Lift gate onto a flat bed or into a smaller box truck. Or simply a trailer.


----------



## JimMarshall (Jan 25, 2013)

WIPensFan;2050930 said:


> Lift gate onto a flat bed or into a smaller box truck. Or simply a trailer.


Seems awfully big for a lift gate.


----------



## newlandscapes (Aug 13, 2015)

local dealer said it will be priced around 10-11k with most attachments being around 2k. its a game changer but no one would pay 15k for that with just a mower deck or even with a plow. 
i also can't imagine it comes with a plow. out of all the attachments thats probably the one i wouldn't want. As big of a Boss fan I am, i would never need a plow on a grandstand.


----------



## Brian Young (Aug 13, 2005)

JimMarshall;2050948 said:


> Seems awfully big for a lift gate.


I'm sure that thing would fit on a 6x12 trailer and my guess on pricing 13-15k for the machine with a mowing deck and probably a few grand each attachment.


----------



## JimMarshall (Jan 25, 2013)

Brian Young;2051004 said:


> I'm sure that thing would fit on a 6x12 trailer and my guess on pricing 13-15k for the machine with a mowing deck and probably a few grand each attachment.


I'm sure it would fit on all of my trailers.
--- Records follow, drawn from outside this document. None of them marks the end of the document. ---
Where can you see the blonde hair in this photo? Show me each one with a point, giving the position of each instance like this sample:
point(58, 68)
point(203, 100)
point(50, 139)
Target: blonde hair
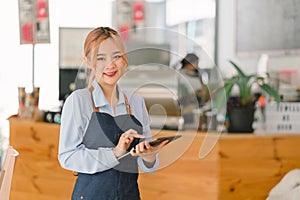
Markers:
point(94, 40)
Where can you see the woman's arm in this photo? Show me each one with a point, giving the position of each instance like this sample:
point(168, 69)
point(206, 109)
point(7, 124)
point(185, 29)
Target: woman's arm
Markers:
point(73, 155)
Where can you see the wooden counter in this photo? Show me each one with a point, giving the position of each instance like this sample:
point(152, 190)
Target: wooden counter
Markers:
point(239, 166)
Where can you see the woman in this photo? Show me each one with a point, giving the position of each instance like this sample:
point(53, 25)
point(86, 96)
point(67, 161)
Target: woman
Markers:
point(101, 123)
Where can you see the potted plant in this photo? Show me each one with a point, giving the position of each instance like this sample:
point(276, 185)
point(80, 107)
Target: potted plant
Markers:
point(241, 107)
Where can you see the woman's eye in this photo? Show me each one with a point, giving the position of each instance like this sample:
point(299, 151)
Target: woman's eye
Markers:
point(101, 58)
point(116, 57)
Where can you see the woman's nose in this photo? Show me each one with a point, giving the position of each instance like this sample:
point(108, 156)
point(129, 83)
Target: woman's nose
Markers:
point(110, 63)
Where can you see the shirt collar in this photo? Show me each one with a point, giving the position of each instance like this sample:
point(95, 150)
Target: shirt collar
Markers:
point(99, 98)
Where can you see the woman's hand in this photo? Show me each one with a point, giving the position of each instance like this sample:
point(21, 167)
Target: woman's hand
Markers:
point(125, 141)
point(146, 151)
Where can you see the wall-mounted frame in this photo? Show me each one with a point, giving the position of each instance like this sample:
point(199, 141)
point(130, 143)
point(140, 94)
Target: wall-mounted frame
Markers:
point(71, 41)
point(267, 26)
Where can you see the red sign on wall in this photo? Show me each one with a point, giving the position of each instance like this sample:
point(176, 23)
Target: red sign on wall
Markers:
point(34, 21)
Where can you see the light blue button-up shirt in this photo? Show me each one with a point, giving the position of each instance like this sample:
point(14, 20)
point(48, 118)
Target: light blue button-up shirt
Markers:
point(76, 114)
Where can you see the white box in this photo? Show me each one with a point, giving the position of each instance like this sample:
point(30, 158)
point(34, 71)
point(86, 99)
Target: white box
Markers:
point(283, 118)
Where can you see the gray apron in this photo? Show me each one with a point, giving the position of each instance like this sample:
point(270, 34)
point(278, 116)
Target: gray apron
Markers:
point(119, 183)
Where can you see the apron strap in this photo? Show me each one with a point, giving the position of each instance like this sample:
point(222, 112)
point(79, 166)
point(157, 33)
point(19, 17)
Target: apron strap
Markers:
point(96, 109)
point(91, 90)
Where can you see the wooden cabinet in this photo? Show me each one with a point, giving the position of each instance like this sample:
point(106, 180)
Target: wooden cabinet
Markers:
point(239, 166)
point(37, 173)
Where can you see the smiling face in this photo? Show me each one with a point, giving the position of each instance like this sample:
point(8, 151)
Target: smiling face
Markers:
point(110, 64)
point(104, 54)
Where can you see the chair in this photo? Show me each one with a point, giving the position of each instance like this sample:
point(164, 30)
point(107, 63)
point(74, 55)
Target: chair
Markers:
point(7, 172)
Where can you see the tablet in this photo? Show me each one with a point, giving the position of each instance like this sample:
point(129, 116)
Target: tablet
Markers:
point(159, 140)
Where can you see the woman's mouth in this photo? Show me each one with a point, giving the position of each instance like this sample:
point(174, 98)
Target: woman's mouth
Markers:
point(110, 74)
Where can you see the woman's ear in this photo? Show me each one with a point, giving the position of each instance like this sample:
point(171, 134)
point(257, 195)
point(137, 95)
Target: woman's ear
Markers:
point(88, 62)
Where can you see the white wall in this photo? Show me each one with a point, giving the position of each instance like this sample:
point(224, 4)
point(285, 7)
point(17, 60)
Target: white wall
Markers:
point(226, 38)
point(16, 59)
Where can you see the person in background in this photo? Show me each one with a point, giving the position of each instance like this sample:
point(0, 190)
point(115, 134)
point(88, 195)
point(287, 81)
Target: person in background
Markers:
point(100, 124)
point(189, 90)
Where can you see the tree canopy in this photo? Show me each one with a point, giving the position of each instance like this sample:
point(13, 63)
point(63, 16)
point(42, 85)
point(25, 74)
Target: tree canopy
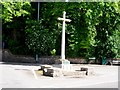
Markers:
point(93, 32)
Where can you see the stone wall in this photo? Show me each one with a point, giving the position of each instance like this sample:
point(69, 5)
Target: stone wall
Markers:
point(7, 56)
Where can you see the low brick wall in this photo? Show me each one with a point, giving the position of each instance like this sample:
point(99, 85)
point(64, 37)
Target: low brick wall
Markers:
point(7, 56)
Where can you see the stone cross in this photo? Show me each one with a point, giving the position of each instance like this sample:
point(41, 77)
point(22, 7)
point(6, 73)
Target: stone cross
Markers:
point(63, 35)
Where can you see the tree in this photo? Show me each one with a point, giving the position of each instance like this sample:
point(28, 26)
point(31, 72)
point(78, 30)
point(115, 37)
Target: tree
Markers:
point(39, 39)
point(14, 15)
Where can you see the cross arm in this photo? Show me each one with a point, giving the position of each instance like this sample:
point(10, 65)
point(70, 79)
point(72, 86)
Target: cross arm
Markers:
point(67, 20)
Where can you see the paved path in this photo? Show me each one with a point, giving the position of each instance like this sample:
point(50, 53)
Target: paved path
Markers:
point(21, 76)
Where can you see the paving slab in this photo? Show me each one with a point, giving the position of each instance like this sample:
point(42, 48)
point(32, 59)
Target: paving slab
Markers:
point(21, 76)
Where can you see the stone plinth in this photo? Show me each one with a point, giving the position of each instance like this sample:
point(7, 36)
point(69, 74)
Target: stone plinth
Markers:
point(89, 70)
point(53, 72)
point(57, 72)
point(74, 73)
point(45, 66)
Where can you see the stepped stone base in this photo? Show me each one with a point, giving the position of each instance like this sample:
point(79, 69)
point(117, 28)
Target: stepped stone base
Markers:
point(89, 70)
point(49, 70)
point(57, 72)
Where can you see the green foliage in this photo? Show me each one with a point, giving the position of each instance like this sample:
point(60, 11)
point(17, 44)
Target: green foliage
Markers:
point(11, 10)
point(93, 32)
point(39, 39)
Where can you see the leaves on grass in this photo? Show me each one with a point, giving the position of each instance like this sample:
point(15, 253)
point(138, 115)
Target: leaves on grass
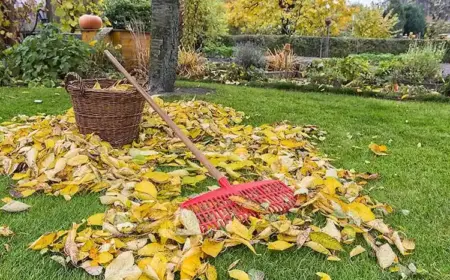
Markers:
point(238, 274)
point(357, 250)
point(212, 248)
point(279, 245)
point(379, 150)
point(386, 256)
point(144, 233)
point(96, 219)
point(323, 276)
point(5, 231)
point(326, 241)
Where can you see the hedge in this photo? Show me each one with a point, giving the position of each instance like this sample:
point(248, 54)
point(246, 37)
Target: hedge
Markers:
point(339, 46)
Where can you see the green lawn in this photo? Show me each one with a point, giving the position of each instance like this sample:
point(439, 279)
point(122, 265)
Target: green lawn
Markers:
point(412, 178)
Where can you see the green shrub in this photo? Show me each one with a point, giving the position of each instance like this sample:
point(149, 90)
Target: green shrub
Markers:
point(374, 58)
point(6, 78)
point(232, 73)
point(249, 55)
point(218, 51)
point(121, 12)
point(45, 58)
point(421, 63)
point(356, 71)
point(339, 46)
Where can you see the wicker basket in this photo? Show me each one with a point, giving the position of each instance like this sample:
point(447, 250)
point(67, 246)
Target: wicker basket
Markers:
point(113, 115)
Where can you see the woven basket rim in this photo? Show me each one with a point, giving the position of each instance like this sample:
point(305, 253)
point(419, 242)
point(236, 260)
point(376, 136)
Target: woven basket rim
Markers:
point(72, 87)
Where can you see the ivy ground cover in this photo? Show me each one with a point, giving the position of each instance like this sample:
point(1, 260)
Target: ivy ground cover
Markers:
point(414, 180)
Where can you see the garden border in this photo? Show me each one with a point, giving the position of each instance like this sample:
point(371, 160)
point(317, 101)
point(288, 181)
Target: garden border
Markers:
point(289, 86)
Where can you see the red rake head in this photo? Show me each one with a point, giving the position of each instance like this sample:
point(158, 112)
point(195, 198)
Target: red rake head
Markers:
point(215, 210)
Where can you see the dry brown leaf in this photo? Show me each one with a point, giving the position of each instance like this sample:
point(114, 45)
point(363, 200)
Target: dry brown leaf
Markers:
point(386, 256)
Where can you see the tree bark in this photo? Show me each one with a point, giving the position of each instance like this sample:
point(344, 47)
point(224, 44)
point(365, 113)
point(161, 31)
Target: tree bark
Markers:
point(164, 45)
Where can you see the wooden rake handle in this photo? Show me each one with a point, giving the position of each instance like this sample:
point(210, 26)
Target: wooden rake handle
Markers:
point(198, 154)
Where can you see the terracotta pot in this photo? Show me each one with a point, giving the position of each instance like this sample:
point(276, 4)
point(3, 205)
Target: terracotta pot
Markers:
point(395, 87)
point(90, 22)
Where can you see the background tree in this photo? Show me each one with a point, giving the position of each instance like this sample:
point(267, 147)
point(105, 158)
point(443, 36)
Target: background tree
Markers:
point(164, 45)
point(438, 9)
point(398, 9)
point(203, 22)
point(304, 17)
point(13, 13)
point(372, 22)
point(415, 20)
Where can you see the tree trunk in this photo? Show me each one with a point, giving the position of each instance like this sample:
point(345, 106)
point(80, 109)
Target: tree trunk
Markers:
point(49, 8)
point(164, 45)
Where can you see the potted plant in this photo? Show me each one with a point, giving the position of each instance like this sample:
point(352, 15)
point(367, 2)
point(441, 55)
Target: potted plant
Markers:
point(130, 20)
point(91, 22)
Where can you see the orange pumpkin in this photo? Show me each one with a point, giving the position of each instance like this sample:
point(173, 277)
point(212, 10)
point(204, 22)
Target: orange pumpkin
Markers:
point(90, 22)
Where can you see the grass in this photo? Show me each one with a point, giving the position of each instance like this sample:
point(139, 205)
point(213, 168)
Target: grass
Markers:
point(412, 178)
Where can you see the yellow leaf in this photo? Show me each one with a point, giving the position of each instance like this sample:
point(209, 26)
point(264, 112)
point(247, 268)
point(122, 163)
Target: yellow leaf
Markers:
point(157, 177)
point(49, 143)
point(334, 259)
point(325, 240)
point(409, 244)
point(239, 229)
point(104, 257)
point(190, 222)
point(356, 251)
point(159, 263)
point(317, 247)
point(239, 240)
point(361, 211)
point(193, 180)
point(379, 150)
point(323, 276)
point(19, 176)
point(292, 143)
point(211, 272)
point(238, 274)
point(386, 256)
point(96, 219)
point(146, 187)
point(279, 245)
point(5, 231)
point(150, 250)
point(191, 265)
point(211, 247)
point(43, 242)
point(27, 193)
point(331, 184)
point(78, 160)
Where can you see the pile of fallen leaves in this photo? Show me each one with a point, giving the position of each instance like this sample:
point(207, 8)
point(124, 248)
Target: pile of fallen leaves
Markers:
point(144, 234)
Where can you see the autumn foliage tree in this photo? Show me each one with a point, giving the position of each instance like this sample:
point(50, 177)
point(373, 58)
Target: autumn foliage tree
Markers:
point(372, 22)
point(302, 17)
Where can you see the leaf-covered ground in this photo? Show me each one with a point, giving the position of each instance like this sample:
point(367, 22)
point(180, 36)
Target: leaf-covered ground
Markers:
point(414, 179)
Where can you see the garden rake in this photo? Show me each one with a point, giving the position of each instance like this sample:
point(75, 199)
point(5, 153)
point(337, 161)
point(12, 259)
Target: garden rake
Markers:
point(214, 209)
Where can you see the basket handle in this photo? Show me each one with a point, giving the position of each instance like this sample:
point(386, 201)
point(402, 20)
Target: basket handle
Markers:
point(71, 76)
I've just always hated pulling trailers when traction is compromised.


----------



## SDLandscapes VT (Dec 17, 2008)

an aerator for that thing and I m all in


----------



## Behring (Nov 10, 2015)

I spoke with Toro rep at GIE about the multi force. You can order the multi force model starting in May in the 52" and 60". The multi force is about $800 more then a stock Grandstand. You then have to order the hydraulic kit and each attachment at an additional cost. My impression was it will cost about $3000-3500 more then a stock Grandstand, depending on the attachment. The Toro rep. also said the attachment list has endless possibility. He also said don't rule out a Boss v plow in the future.
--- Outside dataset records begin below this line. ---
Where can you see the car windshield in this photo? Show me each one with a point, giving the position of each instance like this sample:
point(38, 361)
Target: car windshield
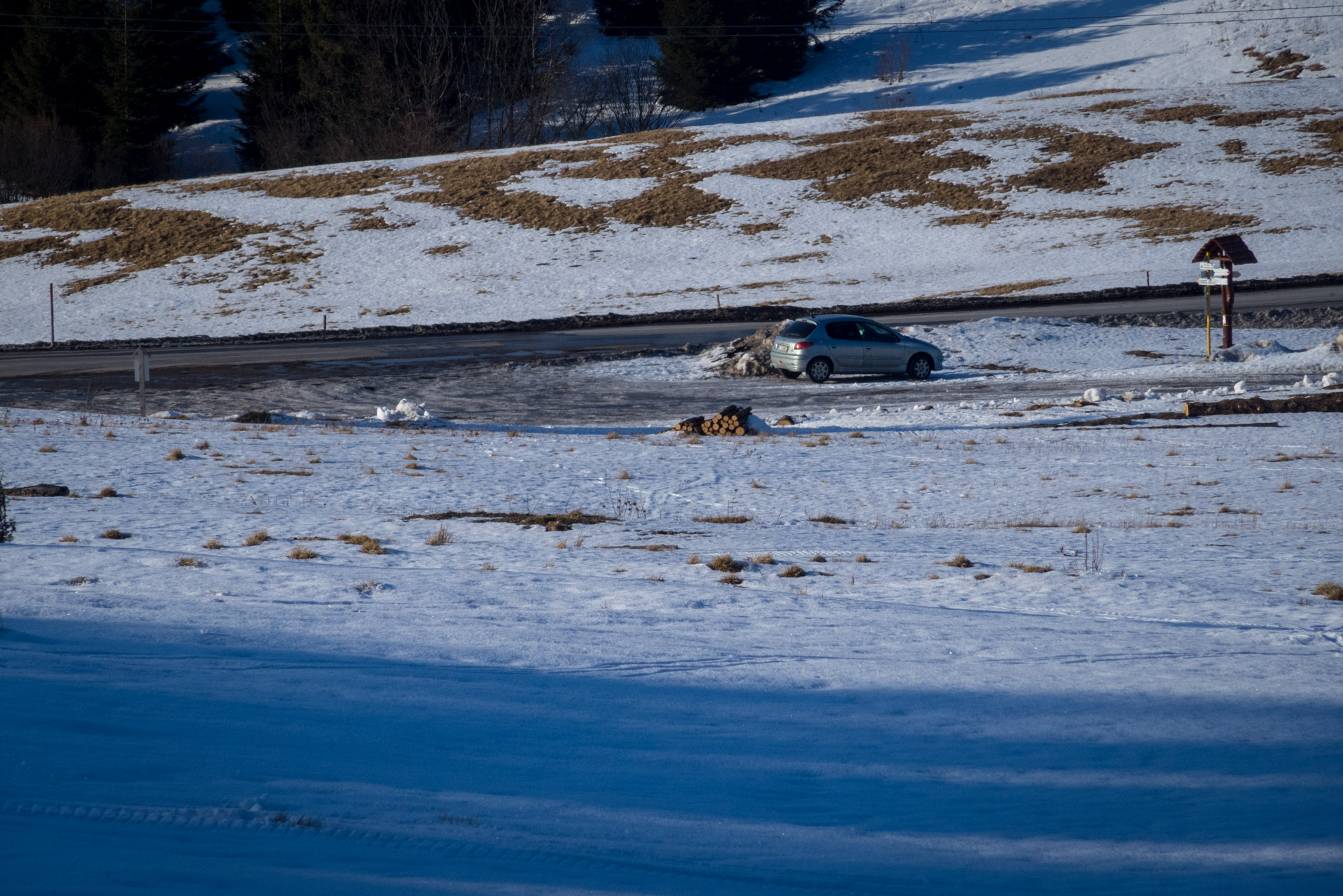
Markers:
point(877, 333)
point(798, 330)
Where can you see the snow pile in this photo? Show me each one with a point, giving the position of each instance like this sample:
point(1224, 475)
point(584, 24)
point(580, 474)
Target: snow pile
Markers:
point(406, 412)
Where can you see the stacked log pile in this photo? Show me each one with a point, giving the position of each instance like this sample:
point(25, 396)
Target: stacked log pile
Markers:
point(730, 421)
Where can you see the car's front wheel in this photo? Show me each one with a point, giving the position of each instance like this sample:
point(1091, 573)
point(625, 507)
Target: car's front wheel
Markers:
point(819, 370)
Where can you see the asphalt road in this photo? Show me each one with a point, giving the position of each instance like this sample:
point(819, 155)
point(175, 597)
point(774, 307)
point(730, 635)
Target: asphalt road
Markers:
point(494, 347)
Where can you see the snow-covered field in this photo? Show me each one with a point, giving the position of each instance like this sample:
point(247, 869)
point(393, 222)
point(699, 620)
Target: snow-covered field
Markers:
point(594, 710)
point(1005, 164)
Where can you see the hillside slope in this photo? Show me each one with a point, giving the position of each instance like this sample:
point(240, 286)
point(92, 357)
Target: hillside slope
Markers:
point(1081, 188)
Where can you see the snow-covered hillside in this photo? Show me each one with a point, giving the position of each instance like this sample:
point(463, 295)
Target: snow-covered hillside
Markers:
point(1071, 160)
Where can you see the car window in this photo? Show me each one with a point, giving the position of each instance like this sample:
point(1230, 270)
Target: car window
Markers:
point(798, 330)
point(844, 330)
point(877, 333)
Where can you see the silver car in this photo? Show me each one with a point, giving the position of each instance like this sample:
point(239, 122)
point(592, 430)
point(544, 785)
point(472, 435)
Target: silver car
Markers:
point(845, 344)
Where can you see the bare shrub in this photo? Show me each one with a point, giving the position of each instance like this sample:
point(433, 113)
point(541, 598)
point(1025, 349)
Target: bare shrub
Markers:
point(1330, 592)
point(724, 564)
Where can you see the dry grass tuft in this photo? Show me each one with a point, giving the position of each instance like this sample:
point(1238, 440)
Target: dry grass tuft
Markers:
point(1031, 567)
point(724, 520)
point(724, 564)
point(1330, 592)
point(1090, 155)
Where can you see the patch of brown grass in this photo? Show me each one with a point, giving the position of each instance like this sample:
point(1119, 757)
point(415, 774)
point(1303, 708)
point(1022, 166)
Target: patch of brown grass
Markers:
point(1090, 155)
point(724, 564)
point(141, 238)
point(1330, 592)
point(1031, 567)
point(1189, 115)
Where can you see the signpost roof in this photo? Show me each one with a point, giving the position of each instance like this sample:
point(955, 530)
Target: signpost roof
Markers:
point(1227, 246)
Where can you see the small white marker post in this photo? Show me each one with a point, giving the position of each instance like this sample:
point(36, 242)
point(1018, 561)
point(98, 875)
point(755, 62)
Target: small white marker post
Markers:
point(141, 375)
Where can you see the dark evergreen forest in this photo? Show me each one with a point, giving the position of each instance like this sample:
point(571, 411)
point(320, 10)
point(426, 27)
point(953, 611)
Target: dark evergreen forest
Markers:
point(93, 90)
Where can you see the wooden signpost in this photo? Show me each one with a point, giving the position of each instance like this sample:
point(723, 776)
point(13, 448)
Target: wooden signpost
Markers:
point(1217, 261)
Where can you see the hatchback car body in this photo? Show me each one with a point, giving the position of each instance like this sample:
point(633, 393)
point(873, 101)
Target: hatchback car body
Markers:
point(845, 344)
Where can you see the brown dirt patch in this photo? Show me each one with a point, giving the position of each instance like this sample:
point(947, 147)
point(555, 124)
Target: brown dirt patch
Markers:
point(300, 186)
point(1251, 118)
point(1090, 155)
point(143, 238)
point(1006, 289)
point(1189, 115)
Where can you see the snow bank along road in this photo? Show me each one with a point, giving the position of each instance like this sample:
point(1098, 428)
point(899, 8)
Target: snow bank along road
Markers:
point(1132, 690)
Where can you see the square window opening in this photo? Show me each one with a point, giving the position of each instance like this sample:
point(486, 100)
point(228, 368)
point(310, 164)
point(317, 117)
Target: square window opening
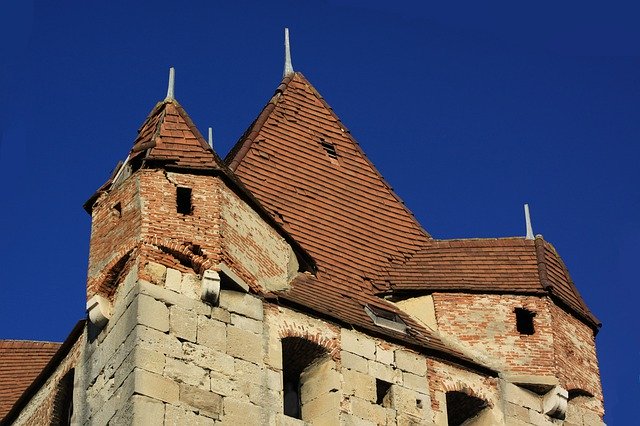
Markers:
point(383, 393)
As our snow business continues to grow we have been looking for more efficient sidewalks machines. I am very excited about the potential of the multi force, we run almost exclusively Toro Grandstands for our mowing business. Also Toro overhauled almost the entire Grandstand for 2016.


----------



## born2farm (Dec 24, 2007)

JimMarshall;2051018 said:


> I'm sure it would fit on all of my trailers. I've just always hated pulling trailers when traction is compromised.


We built a full ramp gate for our box trucks. Could easily get 2 or 3 of these in our 14ft box.


----------



## Freshwater (Feb 28, 2014)

Custom flatbed on a ranger/Dakota type truck with a dovetail and full ramp gate.


----------



## JimMarshall (Jan 25, 2013)

Freshwater;2051190 said:


> Custom flatbed on a ranger/Dakota type truck with a dovetail and full ramp gate.
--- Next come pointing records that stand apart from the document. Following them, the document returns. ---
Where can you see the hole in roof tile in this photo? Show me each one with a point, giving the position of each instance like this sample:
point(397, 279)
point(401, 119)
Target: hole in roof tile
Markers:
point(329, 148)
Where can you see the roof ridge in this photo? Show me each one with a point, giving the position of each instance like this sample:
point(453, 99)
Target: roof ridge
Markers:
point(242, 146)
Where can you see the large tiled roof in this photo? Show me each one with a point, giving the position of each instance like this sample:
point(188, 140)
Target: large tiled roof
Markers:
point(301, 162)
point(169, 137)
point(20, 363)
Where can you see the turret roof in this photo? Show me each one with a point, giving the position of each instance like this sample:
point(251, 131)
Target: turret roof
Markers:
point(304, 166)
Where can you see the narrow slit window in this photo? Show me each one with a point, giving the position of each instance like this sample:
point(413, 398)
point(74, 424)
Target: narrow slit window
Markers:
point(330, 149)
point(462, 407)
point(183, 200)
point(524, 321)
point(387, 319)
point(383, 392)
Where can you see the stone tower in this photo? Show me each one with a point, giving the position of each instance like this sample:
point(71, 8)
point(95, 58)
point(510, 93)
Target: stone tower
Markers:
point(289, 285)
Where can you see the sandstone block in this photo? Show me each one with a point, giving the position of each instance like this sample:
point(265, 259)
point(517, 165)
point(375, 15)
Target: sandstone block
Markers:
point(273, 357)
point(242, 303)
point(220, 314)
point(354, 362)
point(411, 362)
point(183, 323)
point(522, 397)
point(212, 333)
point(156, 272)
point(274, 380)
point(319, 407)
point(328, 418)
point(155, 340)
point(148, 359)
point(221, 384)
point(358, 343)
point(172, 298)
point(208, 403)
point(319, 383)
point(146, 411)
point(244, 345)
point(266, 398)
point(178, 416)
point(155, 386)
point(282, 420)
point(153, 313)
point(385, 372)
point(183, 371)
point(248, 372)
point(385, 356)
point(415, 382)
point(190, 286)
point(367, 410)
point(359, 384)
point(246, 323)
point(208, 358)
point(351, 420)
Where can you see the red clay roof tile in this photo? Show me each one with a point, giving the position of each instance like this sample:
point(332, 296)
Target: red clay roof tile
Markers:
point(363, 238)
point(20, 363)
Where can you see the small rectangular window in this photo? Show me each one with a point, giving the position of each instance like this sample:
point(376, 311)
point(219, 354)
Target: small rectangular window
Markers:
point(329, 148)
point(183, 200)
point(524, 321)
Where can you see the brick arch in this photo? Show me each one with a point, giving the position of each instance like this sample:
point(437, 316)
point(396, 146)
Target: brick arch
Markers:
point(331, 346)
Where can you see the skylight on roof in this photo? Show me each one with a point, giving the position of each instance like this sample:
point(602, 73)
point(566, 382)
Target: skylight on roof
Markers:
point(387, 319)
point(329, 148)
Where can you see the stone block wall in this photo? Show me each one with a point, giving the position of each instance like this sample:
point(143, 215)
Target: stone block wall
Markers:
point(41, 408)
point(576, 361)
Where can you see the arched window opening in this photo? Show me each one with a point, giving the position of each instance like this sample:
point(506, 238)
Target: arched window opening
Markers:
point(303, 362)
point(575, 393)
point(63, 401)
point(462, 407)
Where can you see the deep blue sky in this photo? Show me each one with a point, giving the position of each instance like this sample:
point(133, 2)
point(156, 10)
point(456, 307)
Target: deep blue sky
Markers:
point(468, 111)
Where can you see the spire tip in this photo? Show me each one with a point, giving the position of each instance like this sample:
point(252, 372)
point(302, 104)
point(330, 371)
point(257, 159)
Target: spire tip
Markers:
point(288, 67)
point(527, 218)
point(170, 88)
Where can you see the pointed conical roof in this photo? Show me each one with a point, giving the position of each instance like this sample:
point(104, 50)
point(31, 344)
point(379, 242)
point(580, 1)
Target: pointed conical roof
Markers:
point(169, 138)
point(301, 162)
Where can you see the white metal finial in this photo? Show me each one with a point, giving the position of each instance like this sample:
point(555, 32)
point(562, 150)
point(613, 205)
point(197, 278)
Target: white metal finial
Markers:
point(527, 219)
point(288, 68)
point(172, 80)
I might as well buy a freaking Toolcat and drive it around instead if Im investing $50k into a truck to haul the thing


----------



## absolutely (Dec 9, 2010)

JimMarshall;2051220 said:


> I might as well buy a freaking Toolcat and drive it around instead if Im investing $50k into a truck to haul the thing


I would sub out the jobs, supply the equipment, a used 3k enclosed trailer, salt, fuel and the sub provides the truck and labor. Give them a fixed price each time they go out, with pay increase based on snow totals.


----------



## JimMarshall (Jan 25, 2013)

absolutely;2051226 said:


> I would sub out the jobs, supply the equipment, a used 3k enclosed trailer, salt, fuel and the sub provides the truck and labor. Give them a fixed price each time they go out, with pay increase based on snow totals.


If you're providing the equipment, you aren't subbing the jobs.


----------



## WIPensFan (Jan 31, 2009)

JimMarshall;2051220 said:


> I might as well buy a freaking Toolcat and drive it around instead if Im investing $50k into a truck to haul the thing


Just use a trailer...YOU'RE the one who asked for suggestions because you're hesitant to tow a trailer "when traction is compromised".


----------



## Mark Oomkes (Dec 10, 2000)

WIPensFan;2051309 said:


> Just use a trailer...YOU'RE the one who asked for suggestions because you're hesitant to tow a trailer "when traction is compromised".


Can't really argue with that.


----------



## Freshwater (Feb 28, 2014)

JimMarshall;2051220 said:


> I might as well buy a freaking Toolcat and drive it around instead if Im investing $50k into a truck to haul the thing


50k for a ranger Dakota type? In that case I have 10 100 1000 of them to sell you. Literally how many do you want dude?


----------



## JimMarshall (Jan 25, 2013)

WIPensFan;2051309 said:


> Just use a trailer...YOU'RE the one who asked for suggestions because you're hesitant to tow a trailer "when traction is compromised".


I know. And I realize I asked for some creative solutions. But the draw of this machine is that it is a machine that I can definitely keep 100% busy year round, with an investment less than $20,000.

I would love to have a toolcat or ventrac to put on sidewalks, but I don't think that I would be able to keep them busy enough during the summer to justify their purchase. This multiforce is perfect.



Mark Oomkes;2051311 said:


> Can't really argue with that.


Shutup Mooks!

Just kidding, I can't argue with it either.



Freshwater;2051337 said:


> 50k for a ranger Dakota type? In that case I have 10 100 1000 of them to sell you. Literally how many do you want dude?


The only company that even makes a truck that size anymore is Chevy.



Add a custom dovetail flatbed with a ramp gate, tax title and license....


----------



## Freshwater (Feb 28, 2014)

http://erie.craigslist.org/cto/5283240133.html

Beautiful Ranger 22k 12,500.
Fab shop by my house would build that flatbed for 2k.
Sell truck bed for 1k.


----------



## JimMarshall (Jan 25, 2013)

Freshwater;2051415 said:


> http://erie.craigslist.org/cto/5283240133.html
> 
> Beautiful Ranger 22k 12,500.
> Fab shop by my house would build that flatbed for 2k.
> Sell truck bed for 1k.


And in my eyes, that truck is only 3 years from needing replaced. I like the idea if I had something else to do with it other than haul this thing in the winter.


----------



## WIPensFan (Jan 31, 2009)

I hope you buy one Jim. That'll just be another piece of equipment for me to be jealous of on Plowsite.Thumbs Up


----------



## Freshwater (Feb 28, 2014)

JimMarshall;2051419 said:


> And in my eyes, that truck is only 3 years from needing replaced. I like the idea if I had something else to do with it other than haul this thing in the winter.


I understand, we're all trying to help each other.  I'm always interested in seeing the differences in everybody's business model. I'd get 200k out of that truck, and use it all year.

Consider a smaller lighter aluminum trailer. You could have one custom built just for that machine with multiple attachments. Similar to a custom Toro dingo trailer where all the attachments lock right on. Trailer brakes, anti swing, ramp gate, etc. Might handle better in the winter.


----------